45また、天の国は次のようにたとえられる。商人が良い真珠を探している。 46高価な真珠を一つ見つけると、出かけて行って持ち物をすっかり売り払い、それを買う。
(44-46節)
マタイによる福音書 13章44節~52節
メッセージ
「天の国は次のようにたとえられる」「また、天の国は次のようにたとえられる」と繰り返しながら、イエス様がたとえを用いながら「天の国」について教えておられます。
畑で宝を見つけた人(44節)と、真珠を見つけた人(45-46節)の二つの譬えに共通していることは、「持ち物を全て売り払ってでも手に入れるほどの価値を、この宝ないし真珠に見出した」ということです。そしてこれこそ、天の国を見出すことの価値だとイエス様は語っておられます。つまり天の国には欠けがえのない価値がある、それも、他のものを全て捨て去ってでも手に入れたいと思うほどの価値がある、というのです。

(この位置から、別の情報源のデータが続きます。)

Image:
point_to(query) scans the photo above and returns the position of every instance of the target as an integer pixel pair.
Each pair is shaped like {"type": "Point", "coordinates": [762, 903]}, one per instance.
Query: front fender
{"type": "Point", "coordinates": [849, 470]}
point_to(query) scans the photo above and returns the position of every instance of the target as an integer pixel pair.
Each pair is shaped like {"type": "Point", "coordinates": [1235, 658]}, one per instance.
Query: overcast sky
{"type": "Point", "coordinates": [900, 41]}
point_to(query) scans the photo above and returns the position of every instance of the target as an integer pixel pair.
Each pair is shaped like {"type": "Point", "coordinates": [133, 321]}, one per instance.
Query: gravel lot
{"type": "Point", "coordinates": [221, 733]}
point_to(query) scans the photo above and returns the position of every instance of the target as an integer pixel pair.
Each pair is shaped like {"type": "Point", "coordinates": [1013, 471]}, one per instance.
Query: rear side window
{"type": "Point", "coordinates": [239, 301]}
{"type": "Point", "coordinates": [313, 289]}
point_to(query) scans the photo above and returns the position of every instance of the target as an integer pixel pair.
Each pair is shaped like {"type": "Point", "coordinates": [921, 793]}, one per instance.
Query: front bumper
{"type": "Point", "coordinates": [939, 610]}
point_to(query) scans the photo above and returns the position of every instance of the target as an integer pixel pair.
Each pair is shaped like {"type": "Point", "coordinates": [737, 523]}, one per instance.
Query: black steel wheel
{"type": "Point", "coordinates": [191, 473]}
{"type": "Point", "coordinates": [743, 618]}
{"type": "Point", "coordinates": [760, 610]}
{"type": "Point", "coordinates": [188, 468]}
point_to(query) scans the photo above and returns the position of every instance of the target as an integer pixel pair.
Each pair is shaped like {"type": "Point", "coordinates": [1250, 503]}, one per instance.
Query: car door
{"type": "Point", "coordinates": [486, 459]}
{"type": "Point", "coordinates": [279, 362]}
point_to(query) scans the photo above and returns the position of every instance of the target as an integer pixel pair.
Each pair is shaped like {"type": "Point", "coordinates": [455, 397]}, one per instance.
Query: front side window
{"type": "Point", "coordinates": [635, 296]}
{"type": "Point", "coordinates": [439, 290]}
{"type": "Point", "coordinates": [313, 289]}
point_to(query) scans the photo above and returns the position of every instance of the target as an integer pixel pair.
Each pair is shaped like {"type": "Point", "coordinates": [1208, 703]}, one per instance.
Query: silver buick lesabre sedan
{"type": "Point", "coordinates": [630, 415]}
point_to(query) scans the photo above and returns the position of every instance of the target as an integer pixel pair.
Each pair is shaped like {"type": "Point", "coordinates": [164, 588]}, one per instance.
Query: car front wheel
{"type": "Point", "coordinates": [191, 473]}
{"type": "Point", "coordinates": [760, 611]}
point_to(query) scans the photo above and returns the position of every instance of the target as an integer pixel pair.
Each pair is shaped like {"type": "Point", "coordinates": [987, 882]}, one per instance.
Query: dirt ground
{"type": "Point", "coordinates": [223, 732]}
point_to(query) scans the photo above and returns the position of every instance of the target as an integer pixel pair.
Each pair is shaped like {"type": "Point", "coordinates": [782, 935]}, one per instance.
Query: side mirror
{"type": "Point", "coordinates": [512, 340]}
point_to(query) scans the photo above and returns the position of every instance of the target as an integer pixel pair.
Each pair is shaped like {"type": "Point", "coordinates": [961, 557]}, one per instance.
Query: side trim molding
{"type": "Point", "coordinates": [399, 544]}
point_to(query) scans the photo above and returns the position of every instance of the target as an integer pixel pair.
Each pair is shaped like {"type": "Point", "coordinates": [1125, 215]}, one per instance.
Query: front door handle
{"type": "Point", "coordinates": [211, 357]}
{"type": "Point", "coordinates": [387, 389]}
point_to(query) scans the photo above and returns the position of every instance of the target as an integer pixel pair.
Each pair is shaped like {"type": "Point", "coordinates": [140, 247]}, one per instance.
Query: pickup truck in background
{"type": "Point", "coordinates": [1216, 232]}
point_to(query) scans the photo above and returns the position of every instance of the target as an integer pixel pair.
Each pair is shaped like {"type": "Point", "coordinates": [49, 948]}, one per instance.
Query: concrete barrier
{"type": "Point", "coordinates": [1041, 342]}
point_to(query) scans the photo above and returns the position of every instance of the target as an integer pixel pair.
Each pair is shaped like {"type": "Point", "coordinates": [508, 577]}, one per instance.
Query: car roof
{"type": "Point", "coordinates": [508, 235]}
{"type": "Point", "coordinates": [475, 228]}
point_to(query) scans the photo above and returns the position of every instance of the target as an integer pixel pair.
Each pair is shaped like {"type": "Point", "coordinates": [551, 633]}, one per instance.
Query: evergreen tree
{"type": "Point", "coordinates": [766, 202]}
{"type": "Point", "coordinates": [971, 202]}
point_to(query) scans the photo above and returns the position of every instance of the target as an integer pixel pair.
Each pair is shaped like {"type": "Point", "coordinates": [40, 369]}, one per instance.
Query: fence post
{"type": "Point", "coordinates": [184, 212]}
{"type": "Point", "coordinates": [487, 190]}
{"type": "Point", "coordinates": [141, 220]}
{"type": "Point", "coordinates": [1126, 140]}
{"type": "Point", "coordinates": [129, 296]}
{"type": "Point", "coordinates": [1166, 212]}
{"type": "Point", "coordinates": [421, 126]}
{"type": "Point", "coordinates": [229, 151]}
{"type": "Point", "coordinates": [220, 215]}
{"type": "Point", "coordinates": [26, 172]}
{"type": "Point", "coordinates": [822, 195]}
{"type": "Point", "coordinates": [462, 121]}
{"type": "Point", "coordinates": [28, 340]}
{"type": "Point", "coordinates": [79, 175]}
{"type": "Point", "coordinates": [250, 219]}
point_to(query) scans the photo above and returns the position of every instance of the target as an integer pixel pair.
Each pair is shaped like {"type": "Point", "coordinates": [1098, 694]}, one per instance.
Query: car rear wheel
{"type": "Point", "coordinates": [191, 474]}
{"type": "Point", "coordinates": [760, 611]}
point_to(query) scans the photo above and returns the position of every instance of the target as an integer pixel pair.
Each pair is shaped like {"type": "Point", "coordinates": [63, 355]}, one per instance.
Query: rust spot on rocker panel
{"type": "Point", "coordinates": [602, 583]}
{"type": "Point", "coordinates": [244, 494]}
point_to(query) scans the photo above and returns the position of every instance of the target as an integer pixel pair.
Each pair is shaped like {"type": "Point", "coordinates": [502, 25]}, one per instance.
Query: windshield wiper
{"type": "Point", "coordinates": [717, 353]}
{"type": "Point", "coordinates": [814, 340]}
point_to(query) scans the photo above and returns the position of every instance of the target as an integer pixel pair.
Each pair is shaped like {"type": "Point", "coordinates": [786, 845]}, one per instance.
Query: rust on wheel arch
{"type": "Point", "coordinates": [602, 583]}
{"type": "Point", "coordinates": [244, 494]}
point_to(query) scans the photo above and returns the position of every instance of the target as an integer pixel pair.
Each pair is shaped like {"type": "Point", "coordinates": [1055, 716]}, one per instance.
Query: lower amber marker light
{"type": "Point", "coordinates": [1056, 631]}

天の国とは、これまでもお話ししてきたように、他の福音書でいう「神の国」と同じ意味で、基本的には神様の支配を表す言葉です。それは簡潔に言い換えるならば、神の恵みによって生かされる場所です。神様との関係の中で、神様を自分の主人、または王として見上げる神の民がいる場所です。イエス様はその福音宣教のはじめから「天の国は近づいた!」と言っておられました。イエス・キリストにおいて天の国が到来したということは、この地上に、神様と共に歩む祝福が到来した、ということに他なりません。私たちは今、聖書を通してイエス・キリストの救いの恵み、罪からの贖いを告げられています。これは神様から私たちへ贈られるプレゼントであり、これを受け取る人は喜びに満たされて新しい人生に向かっていきます。その福音は、私たちにとってすべてのものを後にしてでも手に入れたいと思うほど価値のあるもので、尊い宝であり、真珠であるのです。全てを治めておられる神様が、信じる人の人生をも支配してくださって、毎日の生活の中に喜びをもたらしてくださる。それが、「天の国を見出す」ことの内容であり、御言葉に耳を傾ける私たちに無償で与えられている恵みです。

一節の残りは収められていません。